July 25, 2021

MIDNIGHT IN THE SWITCHGRASS and a Loss of Faith

MIDNIGHT IN THE SWITCHGRASS (Blu-ray Review)
2021 / 100 min

FROM LIONSGATE

Review by Tiger the Terrible😾

I used to be a big Bruce Willis fan, even enjoying some of his less revered films (such as The Jackal...not a masterpiece, but a lot of fun). Although his lengthy resume has always been wildly inconsistent - to say the least - at least we had the impression he gave a damn. 

But with a few notable exceptions, the last decade has been one direct-to-video clunker after another, his roles consisting of glorified cameos in exchange for a paycheck and prominent billing. Say what you will about John Travolta’s recent career...at-least he’s the actual star of the movies he sells his name to. As much as it pains me to say, I just don’t trust Bruce anymore.


With Willis given second billing for Midnight in the Switchgrass, my first thought was...uh-huh. Sure enough, he has maybe 15 total minutes of screen time. Not only that, his character is 100% inconsequential to the plot. As the aging partner to ambitious FBI agent Rebecca Lombarti (Megan Fox), his character’s sole purpose is to act exasperated by her recklessness (and doing a piss-poor job at it, I might add). 


"I'm here to save your movie. When's lunch?"
Fox and Emile Hirsch (playing local cop Bryan Crawford) are the actual stars, teaming up to track down a truck-driving serial killer (Lukas Haas), who's something of a zealot that preys on wayward young girls. Haas was always kinda creepy, even as a child actor. Here, playing a middle-aged family man with a dark secret, he’s downright disturbing. Attacking his role with gusto, Haas delivers a cheerfully chilling performance.

He deserves better, though, because when he’s not creeping us out on-screen, Midnight in the Switchgrass is a rote checklist of familiar conventions, not helped by bland direction, generic writing and superficial attempts at characterization (such as the case’s strain on Crawford’s marriage, a subplot that’s touched-on but quickly dropped).
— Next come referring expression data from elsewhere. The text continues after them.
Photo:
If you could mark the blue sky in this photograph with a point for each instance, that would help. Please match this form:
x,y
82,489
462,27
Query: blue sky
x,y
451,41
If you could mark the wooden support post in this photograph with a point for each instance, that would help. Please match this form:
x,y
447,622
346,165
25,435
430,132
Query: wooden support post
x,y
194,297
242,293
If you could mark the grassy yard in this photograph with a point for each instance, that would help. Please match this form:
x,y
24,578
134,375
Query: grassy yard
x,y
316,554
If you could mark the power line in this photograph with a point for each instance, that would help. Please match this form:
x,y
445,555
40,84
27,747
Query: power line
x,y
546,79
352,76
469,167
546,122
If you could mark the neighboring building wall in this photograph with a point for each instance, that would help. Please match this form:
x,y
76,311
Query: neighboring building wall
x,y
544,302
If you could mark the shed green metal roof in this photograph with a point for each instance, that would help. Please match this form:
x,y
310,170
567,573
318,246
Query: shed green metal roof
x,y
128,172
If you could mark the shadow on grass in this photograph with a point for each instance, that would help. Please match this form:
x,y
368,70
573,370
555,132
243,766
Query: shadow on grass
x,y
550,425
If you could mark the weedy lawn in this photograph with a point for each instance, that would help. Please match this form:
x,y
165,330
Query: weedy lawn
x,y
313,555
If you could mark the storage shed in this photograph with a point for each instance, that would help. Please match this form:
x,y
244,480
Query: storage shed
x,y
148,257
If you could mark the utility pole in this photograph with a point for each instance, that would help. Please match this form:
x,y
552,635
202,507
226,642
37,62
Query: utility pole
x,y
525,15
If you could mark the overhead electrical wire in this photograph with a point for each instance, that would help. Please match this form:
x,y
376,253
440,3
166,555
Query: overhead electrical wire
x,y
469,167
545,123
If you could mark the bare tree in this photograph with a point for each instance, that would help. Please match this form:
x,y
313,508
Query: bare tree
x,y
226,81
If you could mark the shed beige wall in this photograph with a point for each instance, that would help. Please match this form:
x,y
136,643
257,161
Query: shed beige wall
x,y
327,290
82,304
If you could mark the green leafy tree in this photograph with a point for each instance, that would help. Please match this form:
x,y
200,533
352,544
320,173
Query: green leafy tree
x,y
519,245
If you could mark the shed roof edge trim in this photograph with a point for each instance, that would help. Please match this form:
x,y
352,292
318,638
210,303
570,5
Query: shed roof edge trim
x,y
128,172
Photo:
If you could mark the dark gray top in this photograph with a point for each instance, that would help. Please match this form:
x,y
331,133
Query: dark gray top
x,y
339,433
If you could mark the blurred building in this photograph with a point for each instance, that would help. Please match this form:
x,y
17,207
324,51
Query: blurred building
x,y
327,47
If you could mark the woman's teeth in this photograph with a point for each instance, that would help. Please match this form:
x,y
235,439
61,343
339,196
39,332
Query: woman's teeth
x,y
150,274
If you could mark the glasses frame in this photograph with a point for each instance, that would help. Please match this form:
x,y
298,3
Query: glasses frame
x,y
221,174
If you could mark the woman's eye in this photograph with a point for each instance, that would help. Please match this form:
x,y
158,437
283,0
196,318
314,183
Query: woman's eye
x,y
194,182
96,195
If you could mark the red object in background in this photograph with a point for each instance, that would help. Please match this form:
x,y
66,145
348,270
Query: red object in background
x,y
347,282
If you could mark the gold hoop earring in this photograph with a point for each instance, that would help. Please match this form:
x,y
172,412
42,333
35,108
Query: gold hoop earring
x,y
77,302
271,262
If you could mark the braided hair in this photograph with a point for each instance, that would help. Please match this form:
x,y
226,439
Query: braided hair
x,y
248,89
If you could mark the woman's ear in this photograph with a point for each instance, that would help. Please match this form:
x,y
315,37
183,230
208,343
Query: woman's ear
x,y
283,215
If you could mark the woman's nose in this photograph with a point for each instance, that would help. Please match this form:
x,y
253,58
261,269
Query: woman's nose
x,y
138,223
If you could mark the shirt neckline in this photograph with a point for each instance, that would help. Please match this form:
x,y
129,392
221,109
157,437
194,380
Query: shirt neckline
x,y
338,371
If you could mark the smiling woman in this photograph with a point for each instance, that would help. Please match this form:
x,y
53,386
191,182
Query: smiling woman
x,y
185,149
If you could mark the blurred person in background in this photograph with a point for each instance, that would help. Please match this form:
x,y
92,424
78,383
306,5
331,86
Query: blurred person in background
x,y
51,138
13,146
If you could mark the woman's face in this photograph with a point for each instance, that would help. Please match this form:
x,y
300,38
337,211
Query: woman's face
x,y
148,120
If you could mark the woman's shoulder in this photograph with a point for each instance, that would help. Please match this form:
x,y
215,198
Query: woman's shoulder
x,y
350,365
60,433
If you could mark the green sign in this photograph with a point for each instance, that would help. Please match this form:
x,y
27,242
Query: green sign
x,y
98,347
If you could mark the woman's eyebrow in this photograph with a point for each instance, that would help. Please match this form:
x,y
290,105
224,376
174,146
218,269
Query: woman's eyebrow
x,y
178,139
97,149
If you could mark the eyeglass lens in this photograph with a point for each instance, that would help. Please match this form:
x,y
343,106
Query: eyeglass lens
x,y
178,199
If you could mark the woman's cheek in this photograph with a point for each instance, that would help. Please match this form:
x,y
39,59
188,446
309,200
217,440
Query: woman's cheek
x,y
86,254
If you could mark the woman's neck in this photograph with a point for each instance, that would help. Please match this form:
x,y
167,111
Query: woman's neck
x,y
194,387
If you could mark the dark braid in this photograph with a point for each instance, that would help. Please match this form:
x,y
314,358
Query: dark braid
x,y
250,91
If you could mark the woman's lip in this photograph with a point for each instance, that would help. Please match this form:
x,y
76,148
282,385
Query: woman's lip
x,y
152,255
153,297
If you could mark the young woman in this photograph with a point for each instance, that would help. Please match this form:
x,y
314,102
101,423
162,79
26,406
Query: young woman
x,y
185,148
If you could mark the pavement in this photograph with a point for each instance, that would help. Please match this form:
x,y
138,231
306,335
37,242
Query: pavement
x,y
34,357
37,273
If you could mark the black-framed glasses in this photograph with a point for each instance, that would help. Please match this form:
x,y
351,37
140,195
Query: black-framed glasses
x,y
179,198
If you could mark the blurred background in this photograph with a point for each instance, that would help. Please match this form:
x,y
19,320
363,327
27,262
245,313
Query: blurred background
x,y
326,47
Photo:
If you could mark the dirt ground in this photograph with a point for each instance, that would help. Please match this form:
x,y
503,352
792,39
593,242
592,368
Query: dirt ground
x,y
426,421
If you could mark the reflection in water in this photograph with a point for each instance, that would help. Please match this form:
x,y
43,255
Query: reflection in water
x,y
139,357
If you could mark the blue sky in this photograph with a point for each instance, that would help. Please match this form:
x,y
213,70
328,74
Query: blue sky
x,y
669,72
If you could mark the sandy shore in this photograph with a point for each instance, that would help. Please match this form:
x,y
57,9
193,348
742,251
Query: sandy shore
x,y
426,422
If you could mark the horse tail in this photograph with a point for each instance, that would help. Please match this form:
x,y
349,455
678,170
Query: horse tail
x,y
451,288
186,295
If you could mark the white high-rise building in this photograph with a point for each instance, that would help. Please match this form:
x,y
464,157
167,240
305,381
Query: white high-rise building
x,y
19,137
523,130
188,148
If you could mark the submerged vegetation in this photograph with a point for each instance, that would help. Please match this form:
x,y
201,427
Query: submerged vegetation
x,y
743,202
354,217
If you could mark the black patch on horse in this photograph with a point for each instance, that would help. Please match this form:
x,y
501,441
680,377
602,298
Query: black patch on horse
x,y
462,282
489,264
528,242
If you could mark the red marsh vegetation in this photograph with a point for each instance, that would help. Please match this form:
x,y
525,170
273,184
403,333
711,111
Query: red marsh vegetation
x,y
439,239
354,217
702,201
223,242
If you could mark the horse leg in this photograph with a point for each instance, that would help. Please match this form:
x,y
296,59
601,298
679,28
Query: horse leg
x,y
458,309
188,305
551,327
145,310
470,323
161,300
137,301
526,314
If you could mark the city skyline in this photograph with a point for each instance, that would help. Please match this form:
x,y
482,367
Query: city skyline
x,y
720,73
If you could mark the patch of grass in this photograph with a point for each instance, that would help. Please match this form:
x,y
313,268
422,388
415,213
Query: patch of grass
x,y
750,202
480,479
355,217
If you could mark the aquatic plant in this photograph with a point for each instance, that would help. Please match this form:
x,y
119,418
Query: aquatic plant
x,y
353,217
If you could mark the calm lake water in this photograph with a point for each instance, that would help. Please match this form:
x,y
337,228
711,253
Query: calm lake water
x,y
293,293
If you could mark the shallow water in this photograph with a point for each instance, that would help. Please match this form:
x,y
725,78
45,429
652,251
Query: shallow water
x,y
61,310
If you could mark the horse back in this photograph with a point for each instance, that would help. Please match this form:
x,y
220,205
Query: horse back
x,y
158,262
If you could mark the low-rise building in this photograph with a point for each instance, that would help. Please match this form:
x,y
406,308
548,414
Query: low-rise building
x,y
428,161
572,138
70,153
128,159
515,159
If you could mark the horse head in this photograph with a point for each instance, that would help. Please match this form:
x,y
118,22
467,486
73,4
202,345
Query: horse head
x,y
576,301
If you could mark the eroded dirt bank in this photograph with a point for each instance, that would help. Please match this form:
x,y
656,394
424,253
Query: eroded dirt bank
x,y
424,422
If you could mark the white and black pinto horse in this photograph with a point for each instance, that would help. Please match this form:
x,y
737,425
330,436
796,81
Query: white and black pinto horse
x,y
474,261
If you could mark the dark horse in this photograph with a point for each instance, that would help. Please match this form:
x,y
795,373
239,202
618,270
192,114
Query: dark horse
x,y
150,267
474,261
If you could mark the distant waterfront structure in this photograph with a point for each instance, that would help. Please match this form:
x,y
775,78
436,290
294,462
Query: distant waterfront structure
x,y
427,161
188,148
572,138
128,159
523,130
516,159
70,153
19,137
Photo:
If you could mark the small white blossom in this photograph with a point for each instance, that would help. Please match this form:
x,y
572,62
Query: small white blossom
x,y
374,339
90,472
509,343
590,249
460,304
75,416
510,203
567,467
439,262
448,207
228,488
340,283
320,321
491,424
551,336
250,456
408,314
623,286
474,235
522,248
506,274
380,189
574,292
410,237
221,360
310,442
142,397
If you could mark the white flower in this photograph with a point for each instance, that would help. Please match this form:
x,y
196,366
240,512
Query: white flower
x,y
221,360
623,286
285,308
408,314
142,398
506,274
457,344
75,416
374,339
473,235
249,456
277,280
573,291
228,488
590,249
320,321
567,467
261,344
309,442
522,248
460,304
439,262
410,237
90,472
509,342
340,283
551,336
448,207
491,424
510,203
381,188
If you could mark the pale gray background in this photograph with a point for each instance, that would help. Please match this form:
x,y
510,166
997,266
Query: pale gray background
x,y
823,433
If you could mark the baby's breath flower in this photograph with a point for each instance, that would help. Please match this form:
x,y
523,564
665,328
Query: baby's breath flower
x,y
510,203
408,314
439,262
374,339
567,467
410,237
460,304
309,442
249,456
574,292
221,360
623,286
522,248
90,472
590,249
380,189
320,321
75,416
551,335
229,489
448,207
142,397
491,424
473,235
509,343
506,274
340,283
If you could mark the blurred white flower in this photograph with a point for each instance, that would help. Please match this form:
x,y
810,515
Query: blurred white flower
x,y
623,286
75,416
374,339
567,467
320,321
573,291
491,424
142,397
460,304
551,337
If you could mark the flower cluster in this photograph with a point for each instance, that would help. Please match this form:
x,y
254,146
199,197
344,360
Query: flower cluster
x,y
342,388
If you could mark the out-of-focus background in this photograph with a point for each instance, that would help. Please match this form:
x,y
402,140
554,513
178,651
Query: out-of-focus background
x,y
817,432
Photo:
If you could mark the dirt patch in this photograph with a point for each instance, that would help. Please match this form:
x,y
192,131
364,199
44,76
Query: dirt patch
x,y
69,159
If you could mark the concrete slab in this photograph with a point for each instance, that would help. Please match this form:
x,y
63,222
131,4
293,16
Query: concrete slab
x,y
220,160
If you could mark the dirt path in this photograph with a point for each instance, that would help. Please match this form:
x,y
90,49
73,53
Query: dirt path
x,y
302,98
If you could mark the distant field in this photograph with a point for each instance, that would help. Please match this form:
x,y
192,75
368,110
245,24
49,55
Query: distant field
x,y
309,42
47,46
The novelty of Fox sharing a few scenes with real-life boy-toy Machine Gun Kelly (in an uncredited cameo) might amuse the tabloid crowd, but neither she nor Hirsch can do much to save the film from mediocrity. 


But at least they appear to be trying. In the handful of scenes he appears in, Willis makes his indifference painfully obvious with a performance so lackadaisical that it’s actually a distraction. Worse yet, he gives the impression he’s doing everyone a favor just by showing up. Instead, his appearance is a sad reminder that Midnight in the Switchgrass is little more than derivative video fodder. Sorry, Bruce, but I've lost all faith in you.


EXTRA KIBBLES

AUDIO COMMENTARY - By director Randall Emmett

TRAILER

DIGITAL COPY

KITTY CONSENSUS:

MEH. LIKE SHARING THE BED WITH THE DOG.